Jason Wolfe is an American businessman and entrepreneur who is the founder and CEO of several companies, including GiftCards.com, Gift Card Granny, and GiftYa.
 
Wolfe has appeared on the MSNBC program, Morning Joe and has been profiled in Entrepreneur and Fortune. Wolfe was awarded a Diamond Award from the Pittsburgh Business Times and named Tech CEO of the Year in 2015 by the Pittsburgh Tech Council. In 2018, Wolfe was appointed the Chairman of the Board of the Pittsburgh Technology Council.

Early life and education
Wolfe grew up in a family of three children. His father left the family when Wolfe was six years old, leaving his mother to raise him and his siblings. Wolfe's mother was disabled and on welfare. In 1980 when Wolfe was 10 years old, his mother sent him to the Milton Hershey School, a boarding school for disadvantaged children in Hershey, Pennsylvania. Wolfe graduated from the school in 1987. He attributes much of his later business success to the principles he learned at the Hershey School.
 
After graduating from the Milton Hershey School, Wolfe attended Bloomsburg University of Pennsylvania. He graduated with a BS in Marketing in 1992. Wolfe spent two years as a whitewater rafting guide in West Virginia before deciding to move to Pittsburgh. Soon after his move in 1994, he was involved in an accident that required him to undergo two spinal surgeries. While recovering, he wound up living out of his jeep. He taught himself how to code by using books at the local library and CompUSA's Building the Perfect Web among others

Career
In 1995, Wolfe founded the first online coupon site, known initially as CouponsDirect.com.
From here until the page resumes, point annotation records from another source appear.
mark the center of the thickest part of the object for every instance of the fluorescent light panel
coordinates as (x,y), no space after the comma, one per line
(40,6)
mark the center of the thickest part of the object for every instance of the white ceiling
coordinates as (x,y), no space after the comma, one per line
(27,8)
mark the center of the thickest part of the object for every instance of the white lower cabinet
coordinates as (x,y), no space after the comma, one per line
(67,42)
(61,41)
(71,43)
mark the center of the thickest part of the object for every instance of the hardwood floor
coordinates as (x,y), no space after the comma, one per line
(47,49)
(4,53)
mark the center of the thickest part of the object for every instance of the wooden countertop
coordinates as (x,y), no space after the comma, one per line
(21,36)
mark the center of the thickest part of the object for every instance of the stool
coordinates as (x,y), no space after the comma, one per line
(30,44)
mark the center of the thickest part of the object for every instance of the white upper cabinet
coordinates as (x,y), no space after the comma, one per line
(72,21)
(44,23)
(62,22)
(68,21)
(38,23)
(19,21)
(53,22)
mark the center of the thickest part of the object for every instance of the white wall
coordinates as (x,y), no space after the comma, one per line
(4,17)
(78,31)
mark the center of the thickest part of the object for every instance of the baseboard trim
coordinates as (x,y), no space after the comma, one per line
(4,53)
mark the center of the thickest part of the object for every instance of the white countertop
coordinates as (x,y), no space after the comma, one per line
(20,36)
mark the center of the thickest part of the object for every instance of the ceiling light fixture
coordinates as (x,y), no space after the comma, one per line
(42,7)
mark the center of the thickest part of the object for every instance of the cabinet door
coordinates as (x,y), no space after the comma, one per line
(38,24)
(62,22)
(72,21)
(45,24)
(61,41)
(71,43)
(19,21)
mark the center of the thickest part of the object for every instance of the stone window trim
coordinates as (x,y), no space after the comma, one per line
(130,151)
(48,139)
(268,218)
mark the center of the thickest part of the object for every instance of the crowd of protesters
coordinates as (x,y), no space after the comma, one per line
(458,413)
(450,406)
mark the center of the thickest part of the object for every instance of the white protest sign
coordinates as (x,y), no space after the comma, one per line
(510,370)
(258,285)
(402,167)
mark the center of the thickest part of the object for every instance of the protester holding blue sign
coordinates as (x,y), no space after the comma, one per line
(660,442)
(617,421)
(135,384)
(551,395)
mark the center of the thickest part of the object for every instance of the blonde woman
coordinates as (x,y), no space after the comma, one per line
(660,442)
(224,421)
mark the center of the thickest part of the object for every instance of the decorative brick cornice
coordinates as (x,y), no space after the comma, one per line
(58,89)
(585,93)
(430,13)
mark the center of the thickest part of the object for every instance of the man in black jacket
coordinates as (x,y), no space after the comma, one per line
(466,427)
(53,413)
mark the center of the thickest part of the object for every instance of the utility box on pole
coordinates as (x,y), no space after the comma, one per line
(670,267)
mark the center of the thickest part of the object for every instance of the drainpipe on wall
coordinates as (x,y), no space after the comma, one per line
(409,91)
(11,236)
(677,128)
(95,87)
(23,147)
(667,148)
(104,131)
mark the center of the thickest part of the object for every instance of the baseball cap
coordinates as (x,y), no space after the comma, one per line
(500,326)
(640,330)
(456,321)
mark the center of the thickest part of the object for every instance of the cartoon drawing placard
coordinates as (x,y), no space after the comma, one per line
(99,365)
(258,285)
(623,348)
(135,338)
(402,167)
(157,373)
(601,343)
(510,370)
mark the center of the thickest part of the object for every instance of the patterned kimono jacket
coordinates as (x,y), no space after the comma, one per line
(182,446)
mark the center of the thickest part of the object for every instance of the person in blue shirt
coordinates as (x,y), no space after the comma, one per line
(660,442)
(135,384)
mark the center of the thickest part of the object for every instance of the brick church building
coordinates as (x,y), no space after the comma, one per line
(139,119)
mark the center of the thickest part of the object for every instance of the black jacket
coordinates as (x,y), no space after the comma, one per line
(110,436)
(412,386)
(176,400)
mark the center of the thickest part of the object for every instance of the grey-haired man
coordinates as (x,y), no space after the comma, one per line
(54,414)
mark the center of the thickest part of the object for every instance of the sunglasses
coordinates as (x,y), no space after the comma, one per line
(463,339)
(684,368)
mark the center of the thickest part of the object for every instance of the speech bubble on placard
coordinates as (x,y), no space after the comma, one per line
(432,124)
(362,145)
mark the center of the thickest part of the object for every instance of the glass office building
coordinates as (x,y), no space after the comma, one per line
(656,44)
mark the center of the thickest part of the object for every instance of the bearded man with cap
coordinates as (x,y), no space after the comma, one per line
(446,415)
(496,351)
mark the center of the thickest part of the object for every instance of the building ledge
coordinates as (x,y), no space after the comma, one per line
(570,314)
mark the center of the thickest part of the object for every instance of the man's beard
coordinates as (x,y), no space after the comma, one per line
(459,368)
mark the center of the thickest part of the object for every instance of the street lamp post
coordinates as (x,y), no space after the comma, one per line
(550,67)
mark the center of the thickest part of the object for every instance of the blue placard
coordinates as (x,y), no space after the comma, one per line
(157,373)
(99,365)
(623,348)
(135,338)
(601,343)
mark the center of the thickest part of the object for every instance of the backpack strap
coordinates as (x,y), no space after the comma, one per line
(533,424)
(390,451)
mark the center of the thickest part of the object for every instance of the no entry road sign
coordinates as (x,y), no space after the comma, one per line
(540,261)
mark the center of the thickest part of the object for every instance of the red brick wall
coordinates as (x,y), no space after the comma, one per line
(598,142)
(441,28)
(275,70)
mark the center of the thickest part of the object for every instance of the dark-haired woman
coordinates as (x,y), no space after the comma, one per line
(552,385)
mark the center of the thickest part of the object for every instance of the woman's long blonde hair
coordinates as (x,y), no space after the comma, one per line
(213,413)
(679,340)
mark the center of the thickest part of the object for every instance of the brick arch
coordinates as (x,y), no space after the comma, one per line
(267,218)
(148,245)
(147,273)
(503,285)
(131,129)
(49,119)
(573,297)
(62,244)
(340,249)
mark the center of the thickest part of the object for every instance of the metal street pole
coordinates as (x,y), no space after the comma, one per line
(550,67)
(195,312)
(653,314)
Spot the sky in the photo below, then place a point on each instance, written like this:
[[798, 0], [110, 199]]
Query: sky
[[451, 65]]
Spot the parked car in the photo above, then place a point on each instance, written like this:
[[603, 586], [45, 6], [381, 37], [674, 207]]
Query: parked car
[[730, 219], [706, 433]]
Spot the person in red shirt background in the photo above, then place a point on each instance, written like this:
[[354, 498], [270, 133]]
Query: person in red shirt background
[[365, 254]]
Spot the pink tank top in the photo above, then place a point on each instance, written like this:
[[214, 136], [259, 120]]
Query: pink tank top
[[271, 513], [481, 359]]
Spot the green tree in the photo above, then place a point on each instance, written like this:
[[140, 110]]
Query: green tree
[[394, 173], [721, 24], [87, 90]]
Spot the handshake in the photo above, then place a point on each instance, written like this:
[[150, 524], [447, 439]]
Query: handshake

The site was later renamed to MyCoupons.com. The business provided coupons for companies. In the first year of operation, MyCoupons only earned around $1,000. By 1999, however, the business garnered over $1 million in annual sales and 20 million page views per month. The company also had around 3 million registered members. The company was sold to a competitor, Save.com, for roughly $23 million in 2000. Because this occurred around the time of the dot-com bust, Wolfe only received about $2 million total from the sale. He reacquired MyCoupons.com in 2002.
 
After selling and reacquiring MyCoupons, Wolfe began to build Direct Response Technologies. Its flagship product was DirectTrack, an affiliate tracking technology and platform. By 2006, DirectTrack had tracked billions of impressions and tens of millions of clicks per month. Wolfe sold Direct Response Technologies and DirectTrack to Digital River in 2006. He repurchased the GiftCards.com domain and rebranded and relaunched the site in 2008. He also relaunched MyCoupons.com in 2007. Both companies became subsidiaries of Wolfe, LLC, a holding company that Wolfe founded in 2007. Other subsidiaries that are part of Wolfe, LLC include Omni Prepaid and Swapagift.com. Swapagift.com, later rebranded to SaveYa.com, closed in 2019 due to financial issues. 
 
In 2009, GiftCards.com recorded $44 million in sales. In 2011, MyCoupons was earning 2 million page views per month and maintained a network of 6,000 to 8,000 retailers across the United States. In 2013, Wolfe invested $1million US into GiftYa. In 2020, Wolfe decided to shrink the GiftYa team as loses were mounting and GiftYa was found to not be the success that was envisioned. Several employees from the GiftYa team were fired in late March. After GiftCards.com was acquired in early 2016 by Blackhawk Network Holdings, Wolfe became Gift Card Granny's CEO. In December 2016, Wolfe moved the company to Green Tree, Pennsylvania (a Pittsburgh suburb) to the same facility that had earlier housed GiftCards.com. Wolfe also invested into Forever.com in 2016 and in 2018 invested into Wonder Technologies.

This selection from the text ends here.